America West started the direct service between Aspen and Phoenix in the winter of 1997-1998 and US Airways absorbed it when the two airlines merged a couple of years ago. The flight was served by a Dash-8 prop plane.
“That’s a very small loss in the overall scheme of things. In fact, it was only 2 1/2 percent of our total number of seats annually. It’s barely a drop in the bucket,” said Tomcich, adding that it was primarily used by second-home owners with Arizona ties.
“There was very little connecting traffic,” he said.
The airline will also be nixing all of its seasonal service out of Eagle County Airport this winter, meaning direct flights to Philadelphia on Saturdays and Charlotte, N.C., on Saturdays and Sundays are no longer an option.
United Airlines will continue to offer direct service between Aspen and Chicago, which it introduced in December 2006, but the airline is scaling back, nixing one of its three daily flights — a flight it only added last year.
Further reductions are “inevitable,” according to Tomcich.
As airlines shrink the flight frequencies and services from their main hubs, they also have to reduce the number of services to smaller airports that rely on the hub traffic.

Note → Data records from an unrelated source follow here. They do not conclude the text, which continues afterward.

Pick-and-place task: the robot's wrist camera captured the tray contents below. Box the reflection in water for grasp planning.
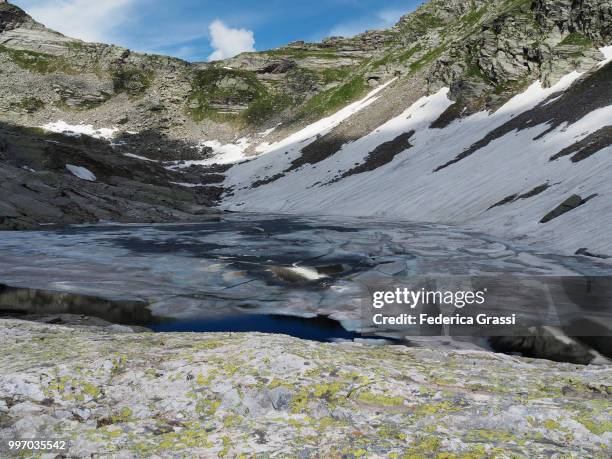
[0,214,612,340]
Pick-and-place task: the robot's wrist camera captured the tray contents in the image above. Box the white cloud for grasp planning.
[329,9,407,37]
[208,19,255,61]
[19,0,138,42]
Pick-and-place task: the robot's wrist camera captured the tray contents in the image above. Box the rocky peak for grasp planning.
[0,0,33,33]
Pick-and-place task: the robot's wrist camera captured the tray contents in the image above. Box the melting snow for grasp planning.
[66,164,96,182]
[224,69,612,254]
[42,120,119,140]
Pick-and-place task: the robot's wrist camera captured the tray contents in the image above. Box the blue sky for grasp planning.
[15,0,422,61]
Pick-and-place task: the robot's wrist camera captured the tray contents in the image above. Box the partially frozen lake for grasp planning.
[0,214,612,340]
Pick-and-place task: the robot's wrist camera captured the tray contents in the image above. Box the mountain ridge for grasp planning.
[0,0,612,255]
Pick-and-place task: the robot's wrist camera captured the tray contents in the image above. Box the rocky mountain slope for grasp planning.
[0,0,612,256]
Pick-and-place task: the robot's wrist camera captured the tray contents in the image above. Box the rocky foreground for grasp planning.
[0,320,612,458]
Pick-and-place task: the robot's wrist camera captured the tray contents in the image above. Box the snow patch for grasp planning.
[223,68,612,254]
[41,120,119,140]
[66,164,96,182]
[599,45,612,67]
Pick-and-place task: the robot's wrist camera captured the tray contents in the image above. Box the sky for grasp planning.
[15,0,422,61]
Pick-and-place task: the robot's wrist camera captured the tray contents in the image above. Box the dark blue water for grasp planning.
[146,314,361,342]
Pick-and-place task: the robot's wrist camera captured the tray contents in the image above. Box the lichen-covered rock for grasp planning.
[0,321,612,458]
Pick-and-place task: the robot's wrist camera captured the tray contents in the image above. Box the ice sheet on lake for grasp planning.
[0,214,612,329]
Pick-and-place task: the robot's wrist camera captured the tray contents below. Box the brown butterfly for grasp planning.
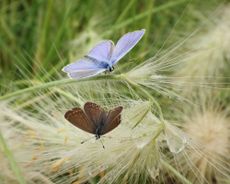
[65,102,123,139]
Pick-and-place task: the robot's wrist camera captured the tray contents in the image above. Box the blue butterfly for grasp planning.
[62,29,145,79]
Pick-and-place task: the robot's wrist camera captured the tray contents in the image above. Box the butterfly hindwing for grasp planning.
[101,106,123,135]
[65,108,96,134]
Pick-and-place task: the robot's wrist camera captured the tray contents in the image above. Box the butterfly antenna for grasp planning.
[100,139,105,149]
[81,137,94,144]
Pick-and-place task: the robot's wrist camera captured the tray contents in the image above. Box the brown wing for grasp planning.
[65,108,96,134]
[101,106,123,135]
[84,102,104,127]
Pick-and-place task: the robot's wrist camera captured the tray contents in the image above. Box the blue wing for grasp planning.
[68,69,105,79]
[111,29,145,65]
[62,58,106,79]
[87,40,114,63]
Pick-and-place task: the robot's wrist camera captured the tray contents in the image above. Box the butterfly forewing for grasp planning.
[84,102,104,127]
[101,106,123,135]
[65,108,96,134]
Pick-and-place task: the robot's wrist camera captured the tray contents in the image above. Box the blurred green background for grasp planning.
[0,0,226,94]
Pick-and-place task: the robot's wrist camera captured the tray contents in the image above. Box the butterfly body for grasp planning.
[65,102,123,139]
[62,29,145,79]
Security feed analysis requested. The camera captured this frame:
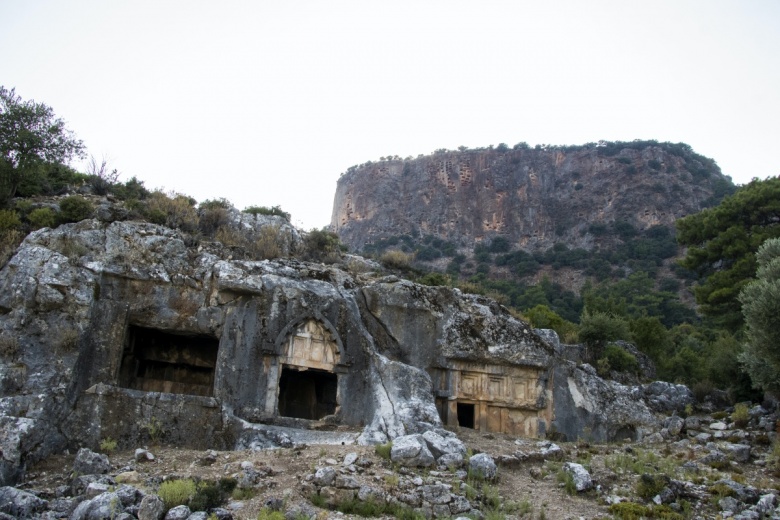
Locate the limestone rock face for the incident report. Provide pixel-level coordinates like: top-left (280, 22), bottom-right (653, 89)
top-left (552, 362), bottom-right (658, 441)
top-left (331, 142), bottom-right (730, 252)
top-left (0, 215), bottom-right (676, 484)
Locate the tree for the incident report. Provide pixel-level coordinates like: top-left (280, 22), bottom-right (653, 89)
top-left (0, 86), bottom-right (84, 201)
top-left (739, 238), bottom-right (780, 396)
top-left (677, 177), bottom-right (780, 331)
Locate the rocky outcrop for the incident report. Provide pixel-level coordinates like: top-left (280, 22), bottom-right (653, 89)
top-left (0, 213), bottom-right (684, 486)
top-left (331, 141), bottom-right (731, 251)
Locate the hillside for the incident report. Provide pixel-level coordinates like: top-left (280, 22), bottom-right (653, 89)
top-left (331, 141), bottom-right (734, 296)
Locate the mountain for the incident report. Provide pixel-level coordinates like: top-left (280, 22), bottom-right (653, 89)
top-left (331, 141), bottom-right (735, 283)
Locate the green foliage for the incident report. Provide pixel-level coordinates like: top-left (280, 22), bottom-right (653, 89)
top-left (523, 305), bottom-right (577, 344)
top-left (0, 209), bottom-right (22, 232)
top-left (731, 403), bottom-right (750, 428)
top-left (27, 208), bottom-right (57, 229)
top-left (157, 479), bottom-right (197, 509)
top-left (148, 191), bottom-right (198, 233)
top-left (555, 468), bottom-right (577, 495)
top-left (636, 473), bottom-right (669, 500)
top-left (739, 238), bottom-right (780, 395)
top-left (609, 502), bottom-right (685, 520)
top-left (243, 206), bottom-right (291, 222)
top-left (374, 441), bottom-right (393, 460)
top-left (417, 272), bottom-right (450, 287)
top-left (677, 177), bottom-right (780, 331)
top-left (59, 195), bottom-right (93, 222)
top-left (0, 86), bottom-right (84, 203)
top-left (100, 437), bottom-right (117, 454)
top-left (303, 228), bottom-right (346, 262)
top-left (379, 250), bottom-right (413, 270)
top-left (257, 507), bottom-right (285, 520)
top-left (580, 312), bottom-right (631, 346)
top-left (601, 343), bottom-right (639, 374)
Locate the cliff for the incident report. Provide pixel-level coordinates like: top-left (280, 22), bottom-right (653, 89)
top-left (331, 141), bottom-right (733, 252)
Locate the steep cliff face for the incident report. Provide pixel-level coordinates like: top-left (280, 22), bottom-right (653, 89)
top-left (331, 141), bottom-right (733, 252)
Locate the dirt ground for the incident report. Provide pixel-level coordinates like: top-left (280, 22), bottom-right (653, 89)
top-left (20, 429), bottom-right (778, 519)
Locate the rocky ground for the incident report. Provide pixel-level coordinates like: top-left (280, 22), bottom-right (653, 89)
top-left (0, 407), bottom-right (780, 520)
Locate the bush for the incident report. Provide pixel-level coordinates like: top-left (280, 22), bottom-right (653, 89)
top-left (0, 209), bottom-right (22, 232)
top-left (27, 208), bottom-right (57, 229)
top-left (157, 479), bottom-right (197, 509)
top-left (602, 343), bottom-right (639, 374)
top-left (100, 437), bottom-right (116, 454)
top-left (731, 403), bottom-right (750, 428)
top-left (243, 206), bottom-right (290, 222)
top-left (374, 441), bottom-right (393, 460)
top-left (148, 191), bottom-right (198, 233)
top-left (580, 312), bottom-right (631, 346)
top-left (303, 228), bottom-right (346, 262)
top-left (379, 250), bottom-right (413, 269)
top-left (198, 204), bottom-right (230, 237)
top-left (417, 273), bottom-right (450, 287)
top-left (60, 195), bottom-right (93, 222)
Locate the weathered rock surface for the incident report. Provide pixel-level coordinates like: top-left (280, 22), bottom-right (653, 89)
top-left (0, 213), bottom-right (680, 486)
top-left (331, 144), bottom-right (728, 251)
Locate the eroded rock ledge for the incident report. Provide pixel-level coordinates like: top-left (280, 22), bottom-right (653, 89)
top-left (0, 220), bottom-right (684, 484)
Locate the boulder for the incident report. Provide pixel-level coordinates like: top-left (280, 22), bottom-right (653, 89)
top-left (390, 434), bottom-right (435, 467)
top-left (0, 486), bottom-right (48, 518)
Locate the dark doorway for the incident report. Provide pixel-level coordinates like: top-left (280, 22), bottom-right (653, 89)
top-left (458, 403), bottom-right (474, 430)
top-left (279, 366), bottom-right (338, 420)
top-left (119, 325), bottom-right (219, 396)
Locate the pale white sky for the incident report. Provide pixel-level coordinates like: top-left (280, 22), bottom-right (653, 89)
top-left (0, 0), bottom-right (780, 229)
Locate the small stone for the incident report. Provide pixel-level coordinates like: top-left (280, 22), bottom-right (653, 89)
top-left (85, 482), bottom-right (108, 498)
top-left (341, 451), bottom-right (358, 466)
top-left (469, 453), bottom-right (498, 480)
top-left (135, 448), bottom-right (154, 462)
top-left (138, 495), bottom-right (165, 520)
top-left (165, 506), bottom-right (192, 520)
top-left (73, 448), bottom-right (111, 475)
top-left (314, 467), bottom-right (336, 486)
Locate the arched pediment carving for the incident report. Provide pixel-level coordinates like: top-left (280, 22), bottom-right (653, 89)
top-left (277, 316), bottom-right (342, 371)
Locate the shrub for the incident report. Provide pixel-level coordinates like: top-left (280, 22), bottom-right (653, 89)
top-left (580, 312), bottom-right (631, 346)
top-left (60, 195), bottom-right (93, 222)
top-left (731, 403), bottom-right (750, 428)
top-left (303, 228), bottom-right (346, 262)
top-left (243, 206), bottom-right (290, 222)
top-left (0, 209), bottom-right (22, 232)
top-left (100, 437), bottom-right (116, 454)
top-left (374, 441), bottom-right (393, 460)
top-left (0, 229), bottom-right (24, 267)
top-left (379, 250), bottom-right (413, 269)
top-left (602, 343), bottom-right (639, 374)
top-left (198, 204), bottom-right (230, 237)
top-left (249, 226), bottom-right (285, 260)
top-left (27, 208), bottom-right (57, 229)
top-left (157, 479), bottom-right (197, 509)
top-left (636, 473), bottom-right (669, 500)
top-left (257, 508), bottom-right (288, 520)
top-left (417, 273), bottom-right (450, 286)
top-left (148, 191), bottom-right (198, 232)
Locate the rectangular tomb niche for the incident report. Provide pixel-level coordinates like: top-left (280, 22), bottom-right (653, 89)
top-left (430, 360), bottom-right (544, 436)
top-left (119, 325), bottom-right (219, 396)
top-left (277, 319), bottom-right (340, 420)
top-left (279, 366), bottom-right (338, 420)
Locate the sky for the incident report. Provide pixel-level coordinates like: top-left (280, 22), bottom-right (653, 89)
top-left (0, 0), bottom-right (780, 229)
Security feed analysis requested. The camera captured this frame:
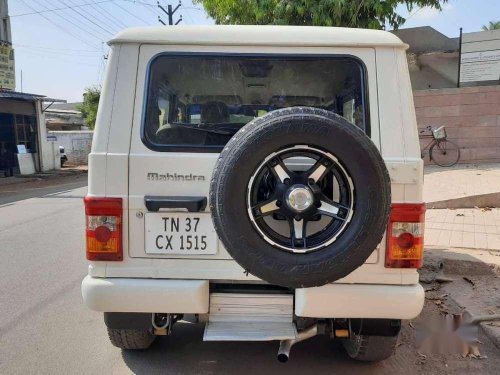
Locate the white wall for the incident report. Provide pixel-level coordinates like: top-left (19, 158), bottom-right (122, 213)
top-left (48, 130), bottom-right (94, 165)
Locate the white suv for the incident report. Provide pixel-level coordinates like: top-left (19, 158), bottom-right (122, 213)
top-left (82, 26), bottom-right (425, 361)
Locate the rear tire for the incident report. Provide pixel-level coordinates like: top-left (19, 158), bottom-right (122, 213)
top-left (108, 328), bottom-right (156, 350)
top-left (342, 334), bottom-right (399, 362)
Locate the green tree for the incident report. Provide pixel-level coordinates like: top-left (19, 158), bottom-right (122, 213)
top-left (77, 86), bottom-right (101, 129)
top-left (482, 21), bottom-right (500, 31)
top-left (193, 0), bottom-right (448, 29)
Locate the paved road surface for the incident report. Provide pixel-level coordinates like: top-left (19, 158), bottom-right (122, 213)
top-left (0, 188), bottom-right (500, 375)
top-left (0, 174), bottom-right (87, 206)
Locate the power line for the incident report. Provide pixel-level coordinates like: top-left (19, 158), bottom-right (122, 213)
top-left (158, 0), bottom-right (182, 26)
top-left (39, 0), bottom-right (107, 41)
top-left (14, 44), bottom-right (99, 59)
top-left (88, 3), bottom-right (128, 28)
top-left (53, 0), bottom-right (114, 35)
top-left (113, 0), bottom-right (149, 25)
top-left (14, 43), bottom-right (100, 53)
top-left (62, 1), bottom-right (127, 34)
top-left (20, 0), bottom-right (101, 49)
top-left (9, 0), bottom-right (114, 18)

“I’ve been told by senior [United] officials, that as far as frequencies go, Denver, Los Angeles and San Francisco are all being evaluated,” he said, adding that more reductions could come within the next month or two. “Decisions are yet to be made but we’re keeping very close tabs on what’s going on.”
Earlier this summer, Delta Air Lines quietly pulled its off-season schedule out of Aspen but it plans to return here in the winter with more flights than ever before. United also yanked its service to Florida’s Ft. Lauderdale and West Palm Beach, which are two important feeder markets for Aspen residents and its tourist-based economy.
Despite the news, Tomcich remains upbeat about Aspen’s winter flight schedule.
“If everything holds together — Frontier Airlines weathers their bankruptcy filing and United’s reductions don’t hit us too hard — we should still have more seats this winter than we had last winter or the year prior. We’ll be continuing sustained growth but not nearly as substantially as the growth we experienced with Frontier’s arrival.”
Much of the optimism stems from the fact that flights to Aspen generally make money for the airlines; the Los Angeles flight, for example, is “incredibly lucrative,” he said.
Moreover, Frontier’s entrance into the Aspen market has dramatically increased the number of options for local fliers and it has also made ticket pricing more competitive.
United’s summer schedule currently has 13 daily flights to Aspen. Last year United flew a total of 14 daily flights in the winter. But next winter is likely to be a different story.